Former President Donald Trump’s legal team filed a motion on Sept. 12 objecting to a request made by federal officials to stay the appointment of a special master who will review documents the FBI seized from Trump’s palatial Palm Beach, Florida, estate.
Last week, DOJ officials objected to Judge Aileen Cannon granting the request for a special master, arguing that the special master having access to classified documents would cause “immediate and serious harms to the government and the public.”
Prosecutors also told the court that the documents seized from Mar-a-Lago belong to the government, that Trump cannot assert executive privilege over them, and that he has no “possessory interest” in retaining the documents.

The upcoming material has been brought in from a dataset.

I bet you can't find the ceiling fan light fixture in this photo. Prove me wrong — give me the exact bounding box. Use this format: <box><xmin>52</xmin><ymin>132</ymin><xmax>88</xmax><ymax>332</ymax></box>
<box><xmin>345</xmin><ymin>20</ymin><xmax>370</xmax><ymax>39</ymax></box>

Officials also told the court they believe a special master appointment would cause irreparable harm to national security, while staying the appointment would cause no harm to Trump.
“This investigation of the 45th President of the United States is both unprecedented and misguided,” lawyers for Trump stated in their latest filing. “In what at its core is a document storage dispute that has spiraled out of control, the Government wrongfully seeks to criminalize the possession by the 45th President of his own Presidential and personal records.”
Trump’s legal team says the DOJ misinterpreted the court’s order as a prohibition on conducting a national security assessment.
“The Government generally points to the alleged urgent need to conduct a risk assessment of possible unauthorized disclosure of purported ‘classified records.’ But there is no indication any purported ‘classified records’ were disclosed to anyone,” Trump’s lawyers argue. “Indeed, it appears such ‘classified records,’ along with the other seized materials, were principally located in storage boxes in a locked room at Mar-a-Lago, a secure, controlled access compound utilized regularly to conduct the official business of the United States during the Trump Presidency, which to this day is monitored by the United States Secret Service.”
Since the Aug. 8 raid on Trump’s home at Mar-a-Lago, questions have been raised as to whether, once leaving office, he should have retained classified documents.
Though federal prosecutors say Trump should not be in possession of documents marked with a classification code, lawyers for the former president argue that the ultimate disposition of all “classified records” and “likely most of the seized materials” is governed exclusively by the Presidential Records Act, which allows any president broad discretion to categorize their own records as Presidential or personal records. They also state that established law limits interference from the judicial branch over what a president chooses to classify as Presidential or personal.
Trump’s legal filing also notes that even the DOJ “does not contest” that the president has “broad authority governing classification of, and access to, classified documents.”
“Congress provided certain parameters for controlling classified information but primarily delegated to the President how to regulate classified information,” Trump’s attorneys told the court. “At the same time, Congress exempted the President from complying with such requirements.”
Trump’s legal team also stated that a former president has an “unfettered right of access to his Presidential records even though he may not ‘own’ them,” citing 44 U.S.C. § 2205(3).